Efeitos das Medidas e Expectativas
Trata-se do maior e mais abrangente conjunto de
medidas de natureza monetária, creditícia e fiscal que
já foi praticado nos Estados Unidos em tão curto espaço
de tempo. A esta altura, as maiores dúvidas que ainda
persistem sobre os efeitos destas medidas dizem respeito
aos futuros leilões para compra dos ativos tóxicos dos
bancos. Ainda é difícil avaliar até que ponto estes leilões
serão capazes de contribuir para aliviar os balanços dos
pagamentos, melhorar sua situação patrimonial e de
liquidez, e portanto contribuir adicionalmente para a volta
gradual da normalidade ao mercado de crédito.
Seja como for, ao longo dos últimos meses começaram
a surgir alguns sinais de resposta mais relevante do
organismo econômico às influências dessas medidas. São
muitos os analistas que avaliam que os piores momentos da
crise já foram superados. Alguns indicadores de atividade
econômica e emprego reduziram sensivelmente o ritmo de
deterioração. Mas os sinais mais fortes foram observados
na maioria dos prêmios de risco nos mercados de crédito,
que voltaram a níveis próximos da época pré-crise.
Seria surpreendente e assustador se um conjunto
tão abrangente e profundo de medidas ainda não
tivesse produzido resultados. E a redução dos spreads,
especialmente no mercado interbancário, resulta
fundamentalmente de dois aspectos destas medidas: 1º)

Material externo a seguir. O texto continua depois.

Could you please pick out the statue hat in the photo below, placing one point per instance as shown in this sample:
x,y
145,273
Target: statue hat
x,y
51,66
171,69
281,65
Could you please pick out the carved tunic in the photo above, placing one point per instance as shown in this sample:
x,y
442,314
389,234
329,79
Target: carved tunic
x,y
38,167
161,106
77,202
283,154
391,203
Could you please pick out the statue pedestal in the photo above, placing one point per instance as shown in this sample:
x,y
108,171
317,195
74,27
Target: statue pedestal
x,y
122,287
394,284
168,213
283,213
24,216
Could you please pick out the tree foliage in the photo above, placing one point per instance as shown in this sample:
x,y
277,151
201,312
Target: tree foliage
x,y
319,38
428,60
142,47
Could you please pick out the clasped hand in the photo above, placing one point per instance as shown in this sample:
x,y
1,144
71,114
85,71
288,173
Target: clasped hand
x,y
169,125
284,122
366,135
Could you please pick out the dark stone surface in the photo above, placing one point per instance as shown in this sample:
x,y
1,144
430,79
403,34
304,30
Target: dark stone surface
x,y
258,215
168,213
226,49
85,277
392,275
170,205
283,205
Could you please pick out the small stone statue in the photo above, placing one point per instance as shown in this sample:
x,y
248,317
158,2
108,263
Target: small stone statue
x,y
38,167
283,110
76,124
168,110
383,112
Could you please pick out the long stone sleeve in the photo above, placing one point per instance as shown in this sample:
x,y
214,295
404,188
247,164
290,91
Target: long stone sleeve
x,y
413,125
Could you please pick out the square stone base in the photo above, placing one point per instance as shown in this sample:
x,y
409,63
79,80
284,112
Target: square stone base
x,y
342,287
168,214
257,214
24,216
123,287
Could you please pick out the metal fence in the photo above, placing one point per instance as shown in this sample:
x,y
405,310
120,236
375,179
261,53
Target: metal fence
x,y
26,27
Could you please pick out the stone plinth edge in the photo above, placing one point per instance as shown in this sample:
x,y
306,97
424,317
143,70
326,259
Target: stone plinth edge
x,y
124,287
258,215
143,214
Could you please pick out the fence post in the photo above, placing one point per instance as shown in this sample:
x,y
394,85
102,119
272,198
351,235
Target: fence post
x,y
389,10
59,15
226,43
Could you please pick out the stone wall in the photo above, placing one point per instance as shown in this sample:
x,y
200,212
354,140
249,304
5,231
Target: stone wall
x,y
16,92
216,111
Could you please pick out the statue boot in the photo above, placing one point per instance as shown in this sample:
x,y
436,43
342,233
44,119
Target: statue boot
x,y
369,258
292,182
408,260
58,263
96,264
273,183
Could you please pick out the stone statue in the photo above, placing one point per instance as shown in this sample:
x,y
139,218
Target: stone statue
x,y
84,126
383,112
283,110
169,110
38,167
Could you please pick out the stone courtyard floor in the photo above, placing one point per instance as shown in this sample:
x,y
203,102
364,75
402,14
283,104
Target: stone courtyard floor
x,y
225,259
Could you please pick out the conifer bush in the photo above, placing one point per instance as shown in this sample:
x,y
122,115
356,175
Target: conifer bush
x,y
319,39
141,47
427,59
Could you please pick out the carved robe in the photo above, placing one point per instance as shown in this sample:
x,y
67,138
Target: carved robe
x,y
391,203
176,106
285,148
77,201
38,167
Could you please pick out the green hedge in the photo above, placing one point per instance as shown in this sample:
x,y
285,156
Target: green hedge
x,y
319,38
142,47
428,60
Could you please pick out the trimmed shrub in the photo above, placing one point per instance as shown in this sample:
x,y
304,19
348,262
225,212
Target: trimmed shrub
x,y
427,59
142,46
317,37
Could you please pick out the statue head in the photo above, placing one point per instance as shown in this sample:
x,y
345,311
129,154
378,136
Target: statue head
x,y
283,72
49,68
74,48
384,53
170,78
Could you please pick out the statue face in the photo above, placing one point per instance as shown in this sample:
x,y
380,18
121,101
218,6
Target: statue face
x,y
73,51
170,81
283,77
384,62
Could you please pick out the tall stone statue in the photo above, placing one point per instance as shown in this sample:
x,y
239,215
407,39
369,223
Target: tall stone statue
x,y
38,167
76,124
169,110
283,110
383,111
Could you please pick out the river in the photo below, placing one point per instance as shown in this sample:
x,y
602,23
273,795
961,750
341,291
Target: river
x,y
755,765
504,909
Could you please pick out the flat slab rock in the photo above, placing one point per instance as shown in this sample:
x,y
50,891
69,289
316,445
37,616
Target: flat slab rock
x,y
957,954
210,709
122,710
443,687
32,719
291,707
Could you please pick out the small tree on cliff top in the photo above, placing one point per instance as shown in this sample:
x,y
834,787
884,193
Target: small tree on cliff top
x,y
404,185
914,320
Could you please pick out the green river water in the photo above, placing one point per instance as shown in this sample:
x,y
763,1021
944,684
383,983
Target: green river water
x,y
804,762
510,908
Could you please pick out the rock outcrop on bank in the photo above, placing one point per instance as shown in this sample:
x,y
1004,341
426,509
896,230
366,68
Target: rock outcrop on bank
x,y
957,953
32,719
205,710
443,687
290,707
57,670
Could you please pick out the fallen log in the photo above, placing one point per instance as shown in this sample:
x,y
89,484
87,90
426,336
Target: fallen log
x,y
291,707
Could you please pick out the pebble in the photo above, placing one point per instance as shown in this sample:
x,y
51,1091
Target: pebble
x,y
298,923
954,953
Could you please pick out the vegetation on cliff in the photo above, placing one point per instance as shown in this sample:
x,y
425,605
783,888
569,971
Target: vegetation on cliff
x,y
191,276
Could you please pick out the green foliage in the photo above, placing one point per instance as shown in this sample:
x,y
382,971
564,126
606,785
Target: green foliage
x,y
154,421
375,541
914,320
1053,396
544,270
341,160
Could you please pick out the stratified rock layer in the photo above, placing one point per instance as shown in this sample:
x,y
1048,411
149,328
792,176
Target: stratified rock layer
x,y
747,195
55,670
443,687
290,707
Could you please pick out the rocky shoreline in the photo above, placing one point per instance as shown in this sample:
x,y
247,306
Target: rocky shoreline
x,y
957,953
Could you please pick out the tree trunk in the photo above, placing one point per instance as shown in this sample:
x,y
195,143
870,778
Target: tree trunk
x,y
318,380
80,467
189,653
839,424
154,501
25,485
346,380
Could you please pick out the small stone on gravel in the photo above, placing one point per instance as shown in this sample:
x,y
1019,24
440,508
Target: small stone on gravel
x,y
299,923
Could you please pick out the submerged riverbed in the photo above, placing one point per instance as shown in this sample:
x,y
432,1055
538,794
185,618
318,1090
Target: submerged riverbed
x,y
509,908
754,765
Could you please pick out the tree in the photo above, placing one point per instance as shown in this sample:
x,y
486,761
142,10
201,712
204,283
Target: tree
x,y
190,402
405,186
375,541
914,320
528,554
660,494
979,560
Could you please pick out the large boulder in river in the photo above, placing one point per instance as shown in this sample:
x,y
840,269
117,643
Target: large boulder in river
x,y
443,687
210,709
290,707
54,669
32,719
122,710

o próprio aumento impressionante do volume de dinheiro
que está sendo injetado nos mercados; 2º) a percepção
clara de parte de todos os agentes econômicos de que
o governo americano não permitirá a quebra de nenhum
banco relevante, o que virtualmente elimina o risco da
contra-parte neste mercado.
Mas ainda haverá um longo caminho a percorrer até que
as condições dos fluxos de crédito retornem inteiramente
à normalidade. E ainda não se pode descartar inteiramente
o risco de fases de piora nas condições da economia,
capazes de causarem depreciações nos preços dos ativos
em geral.
Diante da gravidade e complexidade sem precedentes
desta crise foram adotadas medidas bastante heterodoxas,
que quebraram alguns paradigmas da atuação dos bancos
centrais modernos. Os aumentos adicionais dos déficits
públicos em todo o mundo desenvolvido cobrarão um
preço elevado, ao longo dos próximos anos. Um certo
aumento dos controles e regulamentações dos mercados
será necessário e inevitável. Mas ainda não se sabe até que
ponto isso poderá ser feito de modo a não comprometer a
eficiência das economias e dos mercados. Provavelmente
a discussão sobre o grau desejável de ativismo das política
monetária e fiscal consumirá muito mais tempo dos
acadêmicos, dos governos e dos políticos, nos próximos
anos.
Os sinais mais recentes são animadores. Mas nos
parece que o cenário mais favorável ainda será o de uma
lenta recuperação da atividade econômica nos Estados
Unidos, e mais lenta ainda na Europa e no Japão. E que
dificilmente o mundo desenvolvido voltará a crescer a
taxas próximas do seu potencial de longo prazo antes de
2011.
ECONOMIA BRASILEIRA
Por limitações de espaço vamos nos limitar a observar
que os dados mais recentes parecem confirmar uma
avaliação que sempre fizemos sobre a posição do Brasil
diante desta crise: desde que ela não se mostrasse
excessivamente longa, o Brasil teria condições de estar
relativamente bem posicionado, na fase da retomada.
Nossos maiores riscos se encontram na área fiscal, mas
não adquiririam grande relevância a curto prazo.